In a press release, Roberts, the committee chairman, said the legislation includes the following provisions:

  • Pre-emption: immediately prohibits states or other entities from mandating labels of food or seed that is genetically engineered. 
  • National Uniform Standard: the U.S. Department of Agriculture establishes through rulemaking a uniform national disclosure standard for human food that is or may be bioengineered. 
  • Disclosure: requires mandatory disclosure with several options, including text on package, a symbol, or a link to a website (QR code or similar technology); small food manufacturers will be allowed to use websites or telephone numbers to satisfy disclosure requirements; very small manufacturers and restaurants are exempted. 
  • Meat: foods where meat, poultry, and egg products are the main ingredient are exempted. The legislation prohibits the Secretary of Agriculture from considering any food product derived from an animal to be bioengineered solely because the animal may have eaten bioengineered feed.  

“As I have said before, I will continue to stand up for the farmers and ranchers that produce the safest and most affordable food in the world,” Roberts said. “I will not ignore the overwhelming science that has determined biotechnology to be safe, but with the implementation of Vermont’s disruptive law on the horizon, it is our duty to act. I urge my colleagues to join me.” 

Stabenow, the committee’s ranking member, also praised the agreement.

“This bipartisan bill is a win for consumers and families,” Stabenow said. “For the first time ever, consumers will have a national, mandatory label for food products that contain genetically modified ingredients.

“This proposal is also a win for our nation’s farmers and food producers. Throughout this process I worked to ensure that any agreement would recognize the scientific consensus that biotechnology is safe, while also making sure consumers have the right to know what is in their food. I also wanted a bill that prevents a confusing patchwork of 50 different rules in each state. This bill achieved all of those goals, and most importantly recognizes that consumers want more information about the foods they buy.”

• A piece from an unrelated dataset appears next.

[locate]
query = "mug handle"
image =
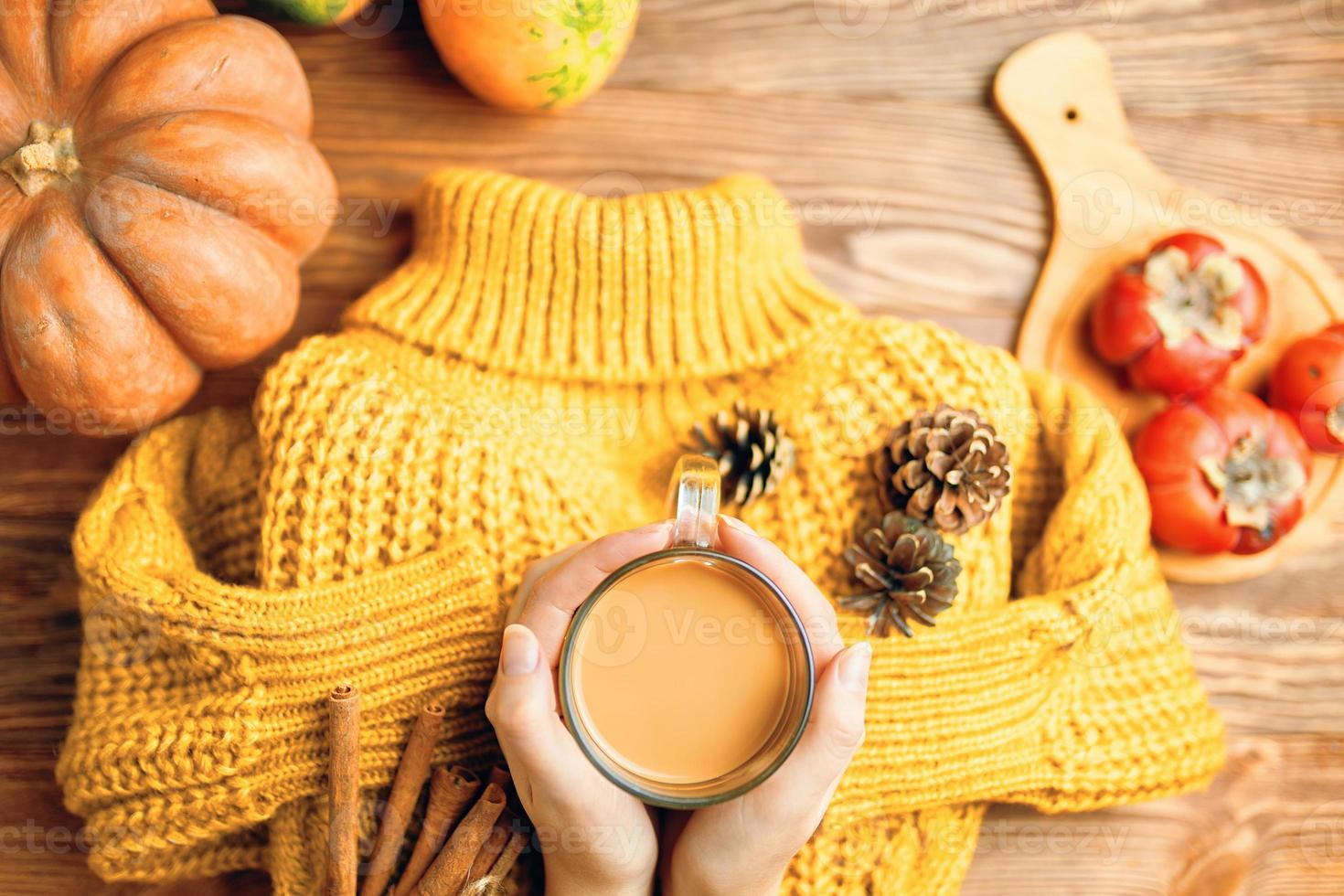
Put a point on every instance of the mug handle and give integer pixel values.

Agriculture groups respond

The American Feed Industry Association (AFIA) was among the groups to welcome and support the federal legislation.

"This agreement would protect everyone who touches the U.S. food chain from the costly and negative impacts of Vermont's on-package labeling mandate. It also gives consumers access to the information they desire when making food-related decisions and does so without shunning (genetically engineered) products, which are proven to be safe and nutritious," Leah Wilkinson, AFIA vice president of legislative, regulatory and state affairs.

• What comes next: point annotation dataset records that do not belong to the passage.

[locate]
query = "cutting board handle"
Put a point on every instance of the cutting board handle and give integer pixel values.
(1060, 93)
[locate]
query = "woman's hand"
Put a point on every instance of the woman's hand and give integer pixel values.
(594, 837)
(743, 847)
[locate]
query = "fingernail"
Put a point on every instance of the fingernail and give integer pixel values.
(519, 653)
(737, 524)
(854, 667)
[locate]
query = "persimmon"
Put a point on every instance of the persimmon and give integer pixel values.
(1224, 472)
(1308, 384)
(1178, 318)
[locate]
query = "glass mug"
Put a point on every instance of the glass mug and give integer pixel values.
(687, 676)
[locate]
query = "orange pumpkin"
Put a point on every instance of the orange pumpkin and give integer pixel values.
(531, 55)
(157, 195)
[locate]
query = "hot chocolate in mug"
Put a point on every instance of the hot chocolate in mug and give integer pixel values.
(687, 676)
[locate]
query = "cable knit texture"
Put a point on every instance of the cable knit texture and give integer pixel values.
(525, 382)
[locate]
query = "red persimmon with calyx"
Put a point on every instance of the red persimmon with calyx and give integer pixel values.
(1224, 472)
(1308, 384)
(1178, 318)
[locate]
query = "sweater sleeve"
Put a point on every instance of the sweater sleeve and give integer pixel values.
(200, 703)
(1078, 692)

Chuck Conner, president and CEO of the National Council of Farmer Cooperatives, has been an avid proponent of a federal law concerning GMO labeling. He also expressed pleasure that a compromise had been reached.

“The bipartisan agreement reached today by Senators Pat Roberts and Debbie Stabenow is a solution to the issue of GMO food labeling that America’s farmer co-ops and their producer-owners strongly supports. The package is also a victory for consumers across the country, who will have more information about how their food was produced than ever before,” said Conner.

“This agreement is now more important than ever, since the July 1 deadline for the Vermont labeling law is now a week away. By acting now, the chaos caused by a patchwork of labeling laws and an increase in costs associated with that can be largely avoided.”

American Farm Bureau Federation (AFBF) President Vincent “Zippy” Duvall took a more cautious approach in assessing the GMO labeling legislation.

“The American Farm Bureau Federation continues to oppose mandatory food labels that are not necessary for health or safety reasons. We also oppose a patchwork of state-by-state labeling rules. We are reviewing this legislative proposal, and over the next few days will determine how it fits with our policy. We will also assess its impact on farmers' abilities to use modern agricultural technology to produce more, high-quality food,” Duvall stated.

“This deal clearly seeks to prevent a 50-state mismatched quilt of differing labeling standards. But the mandatory feature holds significant potential to contribute to confusion and unnecessary alarm. Regardless of the outcome, we continue to believe a national, voluntary standard remains the best approach. Our board will deliver a decision soon.”